Ein Handwerker hat eine Unterlassungsaufforderung bekommen .
Zur Ursache :
in einem Mehrfamilienhaus mit 5 Etagen 6 Wohnungen und untendrunter 2 Etagen ( EG + ET 1 )mit gewerblicher Nutzung , soll eine BMZ ( Brandmeldeanlage ) eingebaut werden , d.h . Fluchtweg , Treppenhaus und die Geschäftsräume , die Wohnungen sind nicht mit einkonzeptioniert , da sollen lediglich handelsübliche Rauchmelder eingebaut werden .

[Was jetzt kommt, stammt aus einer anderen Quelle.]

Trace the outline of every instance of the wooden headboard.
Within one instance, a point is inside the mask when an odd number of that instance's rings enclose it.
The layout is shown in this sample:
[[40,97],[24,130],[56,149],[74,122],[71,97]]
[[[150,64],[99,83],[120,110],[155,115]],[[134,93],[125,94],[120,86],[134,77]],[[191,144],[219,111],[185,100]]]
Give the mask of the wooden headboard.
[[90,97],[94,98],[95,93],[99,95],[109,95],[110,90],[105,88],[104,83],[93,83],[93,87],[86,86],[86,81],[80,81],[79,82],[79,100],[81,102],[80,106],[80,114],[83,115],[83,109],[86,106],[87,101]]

Die arbeiten sind recht umfangreich und die Handwerker arbeiten täglich von 9 Uhr bis 17 Uhr , sowie an einem Samstag von 9 Uhr bis 13.30 Uhr .
Der Firmeninhaber bekommt am Samstag Post von einem Rechtsanwalt des Vermieters der auf Ruhezeiten hinweisst .

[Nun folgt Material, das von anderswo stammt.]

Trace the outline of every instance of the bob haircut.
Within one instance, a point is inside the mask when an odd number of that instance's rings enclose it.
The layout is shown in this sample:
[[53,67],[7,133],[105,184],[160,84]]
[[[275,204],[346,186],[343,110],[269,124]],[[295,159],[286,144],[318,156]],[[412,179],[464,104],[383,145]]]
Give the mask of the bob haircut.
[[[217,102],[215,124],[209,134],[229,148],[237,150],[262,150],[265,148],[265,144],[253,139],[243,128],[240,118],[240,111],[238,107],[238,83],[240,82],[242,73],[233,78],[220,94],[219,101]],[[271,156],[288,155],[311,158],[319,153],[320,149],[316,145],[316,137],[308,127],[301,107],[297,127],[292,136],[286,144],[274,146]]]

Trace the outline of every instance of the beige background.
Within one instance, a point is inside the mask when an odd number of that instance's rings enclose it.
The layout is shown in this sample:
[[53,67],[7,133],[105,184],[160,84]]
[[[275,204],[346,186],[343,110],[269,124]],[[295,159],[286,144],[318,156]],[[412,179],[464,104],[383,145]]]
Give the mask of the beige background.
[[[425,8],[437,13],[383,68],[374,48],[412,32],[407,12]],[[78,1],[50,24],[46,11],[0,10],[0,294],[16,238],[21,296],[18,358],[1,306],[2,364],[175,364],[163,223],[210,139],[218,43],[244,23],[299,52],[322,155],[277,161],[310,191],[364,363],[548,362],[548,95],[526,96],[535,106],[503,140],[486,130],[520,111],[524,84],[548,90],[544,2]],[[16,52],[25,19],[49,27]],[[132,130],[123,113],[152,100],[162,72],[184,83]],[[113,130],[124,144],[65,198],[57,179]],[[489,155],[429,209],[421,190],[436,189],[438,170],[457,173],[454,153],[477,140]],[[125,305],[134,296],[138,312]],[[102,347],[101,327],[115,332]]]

laut Hausordnung dürfen nur Lärmintensive tätigkeiten wie Bohren , Stemmen , Flexen usw Werktags von 9.30 bis 11.30 sowie von 14.30 bis 18 Uhr ausgeführt werden , sowie Samstags von 9.30 bis 11.30 Uhr
Bei widerhandlung gibt es Hausverbot und Auftragsentzug
ist das rechtens ?
Wenn dem so ist , darf der Handwerker dann Zeitverzug in die Bauplanung mit einkalkulieren , ihm fehlen ja pro Tag 3 Arbeitsstunden
Gewerbebetriebe müssen sich meiner Kenntnis nach nicht nach den jeweiligen Hausordnungen der Miethäuser richten, in denen sie arbeiten, sondern an die jeweils gültigen Lärmverordnungen. Diese schreiben ebenfalls Ruhezeiten vor, die liegen dann aber eher in der Richtung 6 - 22 Uhr an Werktagen (wobei der Samstag auch ein Werktag ist). Wie das im einzelnen am Standort ist, müsste geprüft werden.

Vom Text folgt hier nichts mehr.